KISS / Dortmund / 12.5.2017

Rund 12.000 Fans haben in der ausverkauften Westfalenhalle ein Hardrock-Fest gefeiert: Nach ihrer Tour-Absage im vergangenen Jahr fanden die Musiker von Kiss mittlerweile den Weg über den großen Teich und spielten das erste von vier Deutschland-Konzerten im Rahmen der „Kissworld 2017“.

Wenn ein Mitsechziger sich das Gesicht weiß schminkt, einen schwarzen Stern ums Auge malt, mit einem Pailletten besetzten Bauchfrei-Top und glitzernden Plateaustiefeln im Supermarkt auftauchen würde, könnte das für Irritationen sorgen. Heißt der Mann aber Paul Stanley, ist Leadsänger der Band Kiss und wird er gerade von einer Hebebühne aus luftiger Höhe auf die Bühne der Dortmunder Westfalenhalle hinabgelassen, dann kennt die Ekstase keine Grenzen.

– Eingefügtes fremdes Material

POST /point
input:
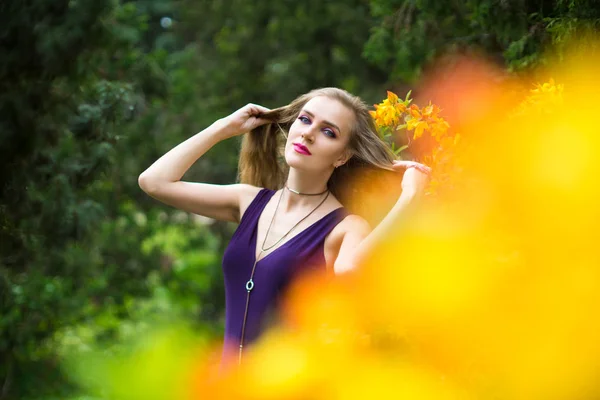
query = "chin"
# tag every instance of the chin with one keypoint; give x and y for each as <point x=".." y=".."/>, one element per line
<point x="298" y="161"/>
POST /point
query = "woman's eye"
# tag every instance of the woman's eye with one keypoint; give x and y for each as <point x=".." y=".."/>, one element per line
<point x="329" y="132"/>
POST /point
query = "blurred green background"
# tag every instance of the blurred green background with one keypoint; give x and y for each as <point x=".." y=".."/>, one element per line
<point x="93" y="91"/>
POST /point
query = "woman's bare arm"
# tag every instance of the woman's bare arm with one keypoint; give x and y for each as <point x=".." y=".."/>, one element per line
<point x="162" y="180"/>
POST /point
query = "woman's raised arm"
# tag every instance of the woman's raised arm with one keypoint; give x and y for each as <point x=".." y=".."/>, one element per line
<point x="162" y="180"/>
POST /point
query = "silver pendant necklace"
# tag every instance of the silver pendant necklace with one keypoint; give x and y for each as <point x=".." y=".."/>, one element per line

Rund 12.000 Fans sind gekommen, um die Band nun endlich doch noch live zu sehen. Eigentlich hätte das Dortmunder Konzert bereits im vergangenen Jahr stattfinden sollen. Es fiel aus – wegen Sicherheitsbedenken. Die Lage in Europa hat sich seitdem nicht sonderlich verbessert. Das Quartett, zu dem noch Schlagzeuger Eric Singer alias „The Catman“ gehört, ist jetzt trotzdem da und verwandelt die in die Jahre gekommene, an diesem Abend ausverkaufte Westfalenhalle in ein Tollhaus.

In Sachen Selbstdarstellung sind Kiss einzigartig. Während in großen Lettern das Bandlogo von den Bildschirmen an der Decke und im Hintergrund grell aufleuchtet, suchen die Musiker in dichten Nebelschwaden gleich die Bühnenspitze und posieren, was das Zeug hält. Paul Stanley geht in die Knie und bearbeitet seine Schwarz-Rot-Gold glänzende Gitarre. Nimmermüde legt er sich Plektren auf die Zunge und spuckt sie ins Publikum genauso wie er unzählige weitere Plastikhelferchen für die Finger schnippend unters Volk bringt.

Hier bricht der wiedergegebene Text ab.